ECLI:NL:CRVB:2015:2544

Centrale Raad van Beroep

Datum uitspraak
28 juli 2015
Publicatiedatum
30 juli 2015
Zaaknummer
13-455 WWB
Instantie
Centrale Raad van Beroep
Type
Uitspraak
Procedures
  • Hoger beroep
Rechters
  • J.F. Bandringa
Vindplaatsen
  • Rechtspraak.nl
AI samenvatting door LexboostAutomatisch gegenereerd

Terugvordering van bijstand na onjuiste opgave van inkomsten door appellanten

In deze zaak heeft de Centrale Raad van Beroep op 28 juli 2015 uitspraak gedaan in hoger beroep tegen een eerdere uitspraak van de rechtbank Limburg. De zaak betreft de terugvordering van bijstandsuitkeringen aan appellanten, die in de periode van 26 oktober 2009 tot en met 31 oktober 2011 onterecht bijstand hebben ontvangen. Het college van burgemeester en wethouders van Weert had vastgesteld dat appellanten hun inkomsten uit arbeid niet correct hadden opgegeven, wat leidde tot een te hoge bijstandsverlening. De Raad heeft in een tussenuitspraak van 10 februari 2015 het college opgedragen om de motivering van de terugvordering te herstellen. In de uiteindelijke uitspraak heeft de Raad geoordeeld dat het college voldoende heeft aangetoond dat appellanten in totaal € 10.281,92 bruto aan ten onrechte ontvangen bijstand moeten terugbetalen.
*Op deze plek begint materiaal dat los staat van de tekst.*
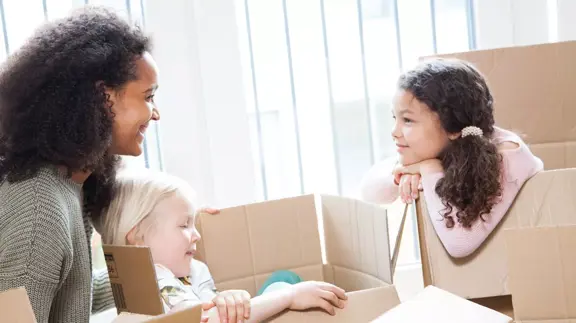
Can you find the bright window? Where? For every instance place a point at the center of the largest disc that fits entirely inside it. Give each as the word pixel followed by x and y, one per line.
pixel 322 78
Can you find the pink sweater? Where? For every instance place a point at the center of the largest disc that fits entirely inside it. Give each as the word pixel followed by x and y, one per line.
pixel 518 166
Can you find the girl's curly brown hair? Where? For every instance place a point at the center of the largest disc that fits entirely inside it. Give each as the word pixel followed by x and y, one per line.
pixel 458 93
pixel 54 110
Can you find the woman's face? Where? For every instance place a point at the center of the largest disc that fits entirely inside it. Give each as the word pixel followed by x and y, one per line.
pixel 133 108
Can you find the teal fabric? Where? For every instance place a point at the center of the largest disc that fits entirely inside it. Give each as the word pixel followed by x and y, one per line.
pixel 284 276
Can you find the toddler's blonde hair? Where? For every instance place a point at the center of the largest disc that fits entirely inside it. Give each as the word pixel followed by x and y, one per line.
pixel 137 192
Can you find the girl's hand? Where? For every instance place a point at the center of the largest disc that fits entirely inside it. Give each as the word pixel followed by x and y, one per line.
pixel 233 306
pixel 409 178
pixel 313 294
pixel 410 187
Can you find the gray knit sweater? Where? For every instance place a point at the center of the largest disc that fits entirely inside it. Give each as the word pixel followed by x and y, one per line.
pixel 45 247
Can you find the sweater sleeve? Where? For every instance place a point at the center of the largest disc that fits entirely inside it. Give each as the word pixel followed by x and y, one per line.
pixel 518 166
pixel 35 249
pixel 378 184
pixel 102 297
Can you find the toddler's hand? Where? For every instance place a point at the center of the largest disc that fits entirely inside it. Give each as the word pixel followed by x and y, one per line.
pixel 208 210
pixel 233 306
pixel 313 294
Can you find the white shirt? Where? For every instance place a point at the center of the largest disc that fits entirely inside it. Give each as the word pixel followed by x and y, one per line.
pixel 197 287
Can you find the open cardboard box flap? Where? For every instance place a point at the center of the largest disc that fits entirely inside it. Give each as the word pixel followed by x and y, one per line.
pixel 325 238
pixel 546 199
pixel 543 94
pixel 542 268
pixel 436 305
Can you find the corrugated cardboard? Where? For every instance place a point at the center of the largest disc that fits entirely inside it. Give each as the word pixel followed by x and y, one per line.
pixel 15 307
pixel 436 305
pixel 542 267
pixel 133 279
pixel 533 95
pixel 546 199
pixel 325 238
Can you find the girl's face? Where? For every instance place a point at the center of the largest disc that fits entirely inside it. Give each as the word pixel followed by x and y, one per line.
pixel 417 132
pixel 172 236
pixel 133 108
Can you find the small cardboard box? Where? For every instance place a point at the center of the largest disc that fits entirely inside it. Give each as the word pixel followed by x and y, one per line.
pixel 326 238
pixel 15 307
pixel 546 199
pixel 542 268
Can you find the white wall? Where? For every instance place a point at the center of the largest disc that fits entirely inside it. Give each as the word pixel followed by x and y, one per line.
pixel 204 126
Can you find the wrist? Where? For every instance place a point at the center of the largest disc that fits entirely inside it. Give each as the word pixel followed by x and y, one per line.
pixel 430 167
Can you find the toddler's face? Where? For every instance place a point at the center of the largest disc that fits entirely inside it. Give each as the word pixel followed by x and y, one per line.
pixel 173 236
pixel 417 132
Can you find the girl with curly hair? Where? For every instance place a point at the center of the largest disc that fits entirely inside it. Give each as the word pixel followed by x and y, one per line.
pixel 448 146
pixel 79 93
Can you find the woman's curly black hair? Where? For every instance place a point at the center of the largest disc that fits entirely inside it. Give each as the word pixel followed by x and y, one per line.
pixel 54 110
pixel 458 93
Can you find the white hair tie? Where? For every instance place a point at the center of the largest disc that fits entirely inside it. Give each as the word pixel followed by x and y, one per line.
pixel 472 131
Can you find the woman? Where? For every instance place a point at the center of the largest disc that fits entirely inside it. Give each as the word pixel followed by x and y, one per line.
pixel 79 93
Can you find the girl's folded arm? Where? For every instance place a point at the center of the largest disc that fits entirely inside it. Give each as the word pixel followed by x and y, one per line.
pixel 378 184
pixel 518 166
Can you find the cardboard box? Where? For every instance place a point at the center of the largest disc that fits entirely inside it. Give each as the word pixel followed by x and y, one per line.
pixel 546 199
pixel 542 268
pixel 327 238
pixel 436 305
pixel 533 95
pixel 15 307
pixel 533 90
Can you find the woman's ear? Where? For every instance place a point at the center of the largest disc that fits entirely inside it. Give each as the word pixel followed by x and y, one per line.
pixel 454 136
pixel 133 238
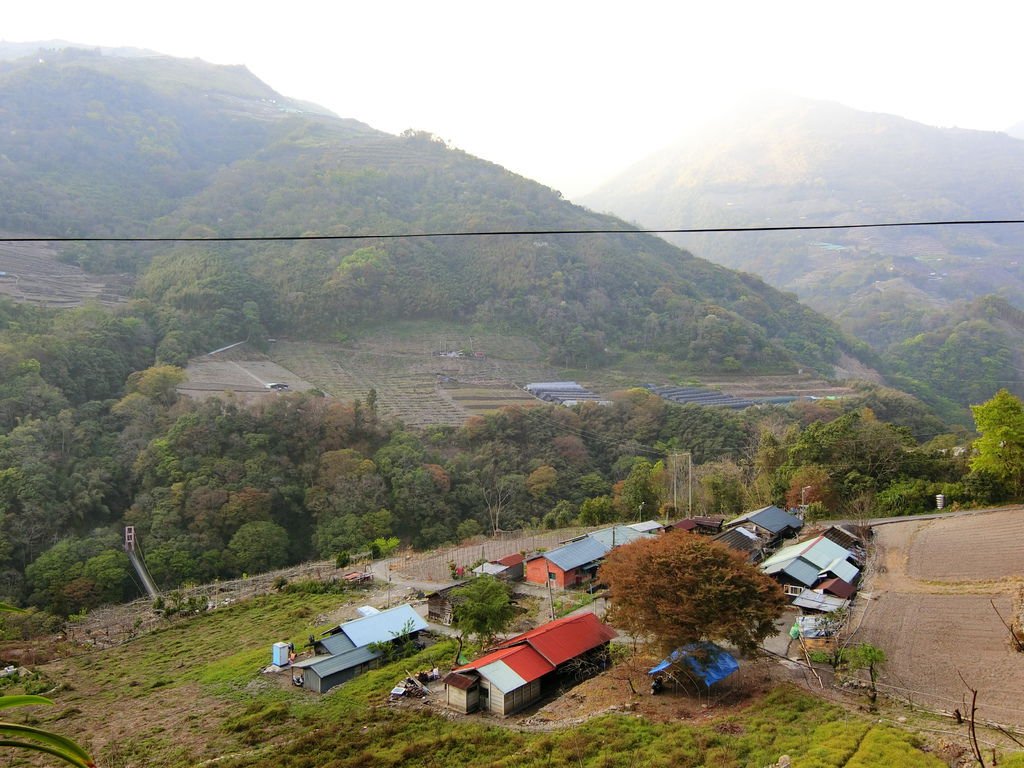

De Raad heeft de eerdere uitspraak van de rechtbank vernietigd en het beroep tegen het bestreden besluit gegrond verklaard, waarbij de terugvordering is gehandhaafd. Appellant heeft aangevoerd dat hij door zijn gezondheidstoestand niet in staat is om terug te betalen, maar de Raad heeft deze argumenten niet als dringende redenen aangemerkt om van terugvordering af te zien. De uitspraak is openbaar gedaan en ondertekend door de voorzitter en de griffier.

Uitspraak

13/455 WWB
Centrale Raad van Beroep
Enkelvoudige kamer
Uitspraak op het hoger beroep tegen de uitspraak van de rechtbank Limburg van
15 januari 2013, 12/794 en 12/795 (aangevallen uitspraak)
Partijen:
[appellant] te [woonplaats] (appellant)
het college van burgemeester en wethouders van Weert (college)
PROCESVERLOOP
Appellant heeft hoger beroep ingesteld.
Het college heeft een verweerschrift ingediend.
Desgevraagd heeft het college een stuk ingezonden.
De zaak is ter behandeling aan de orde gesteld op 3 juni 2014, waar partijen, met bericht, niet zijn verschenen.
Het vooronderzoek is daarna hervat. Het college is verzocht de door appellant en zijn echtgenote ingevulde en ingeleverde rechtsmatigheidsonderzoeksformulieren over de maanden oktober 2009 tot en met december 2009 en de inkomstenformulieren over de periode van 1 januari 2010 tot en met 31 oktober 2011 over te leggen alsmede een specificatie van het bedrag aan bijstand dat van appellant en echtgenote wordt teruggevorderd.
In reactie op dit verzoek heeft het college bij brief van 22 juni 2014 een groot aantal stukken ingediend.
Op het verzoek om een reactie op de ingediende stukken heeft appellant niet gereageerd.
Het onderzoek ter zitting heeft plaatsgevonden op 9 december 2014. Appellant, ambtshalve opgeroepen, is met een beroep op zijn gezondheidstoestand niet verschenen. Het college, eveneens ambtshalve opgeroepen, heeft zich laten vertegenwoordigen door mr. V. Paulissen.
Bij tussenuitspraak van 10 februari 2015, ECLI:NL:CRVB:2015:321, heeft de Raad het college opgedragen het geconstateerde gebrek in het besluit van 12 juni 2012 (bestreden besluit) inzake de terugvordering van bijstand te herstellen met inachtneming van wat de Raad heeft overwogen.
Bij schrijven van 19 maart 2015, met bijlagen, heeft het college uitvoering gegeven aan de gegeven opdracht.
Appellant heeft daarop een zienswijze naar voren gebracht.
De meervoudige kamer heeft de zaak verwezen naar de enkelvoudige kamer van de Raad.
Vervolgens heeft de Raad met toepassing van artikel 8:108, eerste lid, in verbinding met artikel 8:57, tweede lid, aanhef en onder c, en derde lid van de Algemene wet bestuursrecht (Awb) bepaald dat het nadere onderzoek ter zitting achterwege blijft en dat het onderzoek wordt gesloten.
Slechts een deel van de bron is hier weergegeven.